Gratitudine dunque la prima, sorprendente, reazione, seguita dalla condivisione della propria storia e del proprio vissuto.

La seconda era immancabilmente la richiesta di informazioni: “ Si sa come sta? Si sa quando potremo andare a trovarlo? Lei sa cosa hanno detto stamattina?”. Purtroppo, noi come loro eravamo totalmente all’oscuro, nessuna possibilità di ottenere notizie a breve termine.

Molti volevano essere richiamati nello spazio di una settimana ed essere ascoltati a lungo nei mesi a venire, ma pochi lo facevano richiedendo espressamente un collegamento video, quasi fosse preferibile restare su un piano puramente vocale e che fosse il più intimo ma anche il “meno reale” possibile. Ricordo il papà di una ragazza ventiduenne ricoverata che mi confessò: “No signora, preferisco che lei sia qui ma solo nelle nostre telefonate, quando tutto sarà finito non voglio che rimanga nulla di questo periodo”. Forse il fatto di vederci avrebbe reso più “reale” l’intera vicenda, che sperava fosse il più possibile ricacciata indietro come in un sogno lontano.

Altra osservazione è quella per cui, lasciando loro la scelta se richiamare o essere richiamati, si poteva percepire come questa scelta fosse un modo, seppur blando, di fornirgli un margine di manovra, una possibilità di controllo, in una situazione che di controllabile aveva ben poco.

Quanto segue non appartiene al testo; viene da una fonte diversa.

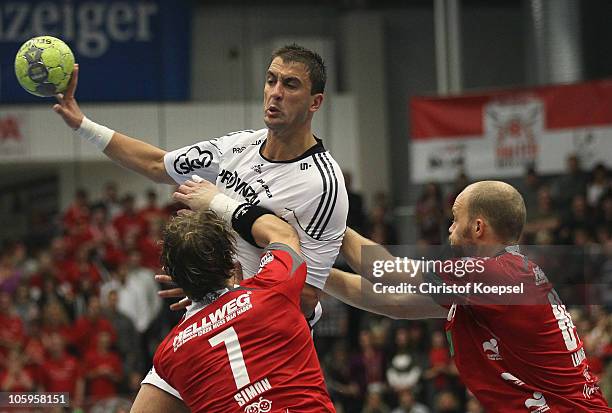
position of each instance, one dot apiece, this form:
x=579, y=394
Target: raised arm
x=139, y=156
x=263, y=226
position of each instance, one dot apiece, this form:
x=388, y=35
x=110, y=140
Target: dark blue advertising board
x=127, y=50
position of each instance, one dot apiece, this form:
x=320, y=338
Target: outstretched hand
x=67, y=106
x=196, y=195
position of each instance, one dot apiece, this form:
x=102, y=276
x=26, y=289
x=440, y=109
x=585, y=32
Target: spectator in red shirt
x=78, y=210
x=15, y=377
x=12, y=332
x=152, y=211
x=88, y=327
x=129, y=224
x=103, y=367
x=61, y=372
x=150, y=245
x=55, y=320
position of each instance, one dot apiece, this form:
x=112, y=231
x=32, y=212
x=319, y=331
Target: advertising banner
x=499, y=134
x=127, y=50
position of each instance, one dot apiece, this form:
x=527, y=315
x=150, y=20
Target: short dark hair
x=501, y=205
x=312, y=60
x=198, y=252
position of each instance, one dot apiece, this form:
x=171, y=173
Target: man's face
x=287, y=99
x=459, y=231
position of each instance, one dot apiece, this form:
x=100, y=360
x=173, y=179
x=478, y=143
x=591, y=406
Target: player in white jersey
x=283, y=167
x=308, y=192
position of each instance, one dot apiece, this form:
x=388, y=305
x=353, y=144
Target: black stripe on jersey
x=330, y=198
x=212, y=142
x=324, y=178
x=333, y=204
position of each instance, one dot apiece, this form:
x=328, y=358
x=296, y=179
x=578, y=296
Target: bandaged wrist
x=98, y=135
x=224, y=206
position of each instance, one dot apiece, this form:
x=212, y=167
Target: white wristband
x=98, y=135
x=224, y=206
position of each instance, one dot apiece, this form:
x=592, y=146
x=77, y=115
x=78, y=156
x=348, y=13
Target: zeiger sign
x=128, y=50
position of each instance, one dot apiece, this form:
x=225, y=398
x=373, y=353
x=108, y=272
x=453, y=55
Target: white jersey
x=308, y=192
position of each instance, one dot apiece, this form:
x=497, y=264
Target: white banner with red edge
x=498, y=134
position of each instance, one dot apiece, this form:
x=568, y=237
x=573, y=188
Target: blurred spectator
x=342, y=387
x=374, y=403
x=429, y=210
x=110, y=199
x=579, y=217
x=78, y=211
x=150, y=244
x=529, y=188
x=12, y=333
x=461, y=181
x=599, y=185
x=367, y=365
x=138, y=300
x=61, y=372
x=403, y=371
x=380, y=230
x=407, y=403
x=571, y=183
x=103, y=369
x=126, y=335
x=25, y=307
x=151, y=211
x=14, y=376
x=128, y=223
x=88, y=327
x=447, y=402
x=356, y=218
x=440, y=365
x=473, y=406
x=55, y=321
x=543, y=223
x=10, y=273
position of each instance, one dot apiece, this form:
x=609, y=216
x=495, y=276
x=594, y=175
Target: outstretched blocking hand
x=196, y=195
x=67, y=106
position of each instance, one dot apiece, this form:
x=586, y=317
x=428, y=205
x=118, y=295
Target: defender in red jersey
x=514, y=358
x=244, y=348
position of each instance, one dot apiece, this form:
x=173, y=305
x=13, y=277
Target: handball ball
x=44, y=65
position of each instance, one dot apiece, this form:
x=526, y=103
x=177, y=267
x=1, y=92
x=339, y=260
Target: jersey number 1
x=234, y=353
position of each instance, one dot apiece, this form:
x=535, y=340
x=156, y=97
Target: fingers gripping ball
x=43, y=66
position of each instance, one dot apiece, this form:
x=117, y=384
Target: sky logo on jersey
x=491, y=349
x=589, y=390
x=266, y=259
x=238, y=185
x=511, y=377
x=537, y=404
x=250, y=392
x=214, y=320
x=194, y=158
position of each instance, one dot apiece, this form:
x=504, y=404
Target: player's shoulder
x=238, y=141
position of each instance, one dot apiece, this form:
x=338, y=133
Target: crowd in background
x=79, y=308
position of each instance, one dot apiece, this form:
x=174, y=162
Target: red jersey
x=60, y=375
x=520, y=358
x=250, y=350
x=102, y=386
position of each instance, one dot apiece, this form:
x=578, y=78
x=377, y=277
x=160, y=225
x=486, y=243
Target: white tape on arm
x=98, y=135
x=224, y=206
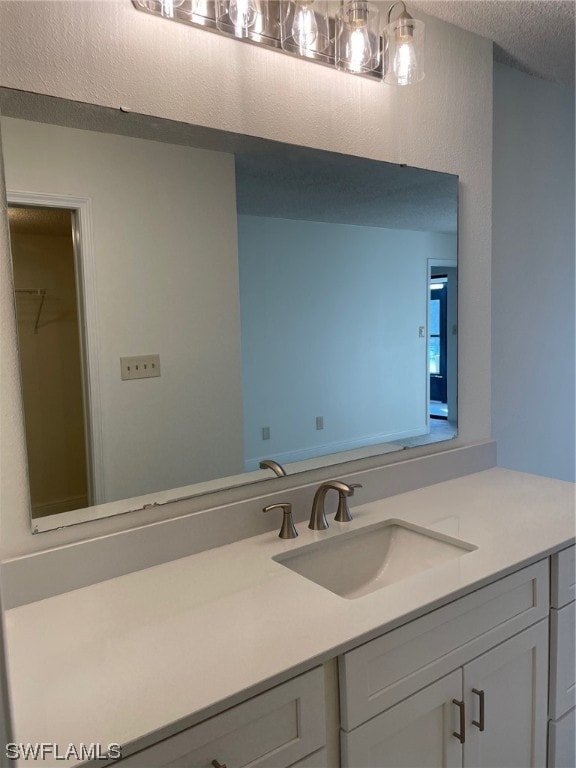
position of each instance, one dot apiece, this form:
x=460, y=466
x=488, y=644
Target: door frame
x=85, y=268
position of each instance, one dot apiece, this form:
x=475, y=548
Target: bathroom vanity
x=228, y=657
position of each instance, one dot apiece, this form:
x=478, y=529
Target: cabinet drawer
x=563, y=577
x=562, y=742
x=381, y=673
x=272, y=730
x=562, y=660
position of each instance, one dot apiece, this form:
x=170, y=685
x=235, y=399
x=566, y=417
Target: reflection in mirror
x=225, y=301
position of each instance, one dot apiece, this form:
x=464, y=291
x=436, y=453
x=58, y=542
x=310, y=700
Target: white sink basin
x=359, y=562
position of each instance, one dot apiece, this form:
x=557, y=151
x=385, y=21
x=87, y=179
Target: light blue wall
x=533, y=275
x=330, y=316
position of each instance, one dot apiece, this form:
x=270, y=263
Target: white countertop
x=130, y=656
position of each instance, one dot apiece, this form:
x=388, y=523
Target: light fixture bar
x=203, y=13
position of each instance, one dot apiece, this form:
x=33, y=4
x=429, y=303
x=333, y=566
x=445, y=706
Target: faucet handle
x=287, y=531
x=343, y=515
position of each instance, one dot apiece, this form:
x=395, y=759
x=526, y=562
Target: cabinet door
x=512, y=681
x=417, y=732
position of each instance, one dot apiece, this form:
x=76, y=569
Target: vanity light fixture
x=341, y=33
x=358, y=44
x=305, y=27
x=238, y=17
x=403, y=48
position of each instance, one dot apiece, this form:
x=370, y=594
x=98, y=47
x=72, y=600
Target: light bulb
x=304, y=27
x=405, y=61
x=359, y=50
x=242, y=13
x=167, y=7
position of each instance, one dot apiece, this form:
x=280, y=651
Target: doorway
x=437, y=336
x=442, y=347
x=52, y=353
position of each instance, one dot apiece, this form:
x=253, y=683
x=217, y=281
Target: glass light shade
x=166, y=7
x=404, y=51
x=357, y=45
x=203, y=12
x=240, y=17
x=304, y=26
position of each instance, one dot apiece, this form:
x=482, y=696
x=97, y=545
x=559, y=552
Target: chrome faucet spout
x=318, y=520
x=278, y=469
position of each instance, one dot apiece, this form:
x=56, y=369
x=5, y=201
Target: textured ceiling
x=535, y=36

Naturalmente le ripercussioni sulla nostra personale emotività non hanno tardato a manifestarsi.

Del resto sarebbe stato impensabile non averne, quando al mattino arrivava la lista dei familiari dei pazienti ricoverati da chiamare e il giorno seguente si rendeva necessario ricontattarli, con la differenza che metà delle persone prima in rianimazione era adesso deceduta. Questo implicava che nello spazio di 24 ore si passava da un contesto di ascolto e supporto per parente malato ad un accompagnamento per lutto.

morale di questa storia non c’è, ancora non l’ho trovata. Preferisco che resti soltanto una testimonianza come tante altre, con la speranza banale ed inevitabile che non si ripresenti mai più l’occasione di raccontarne un’altra simile.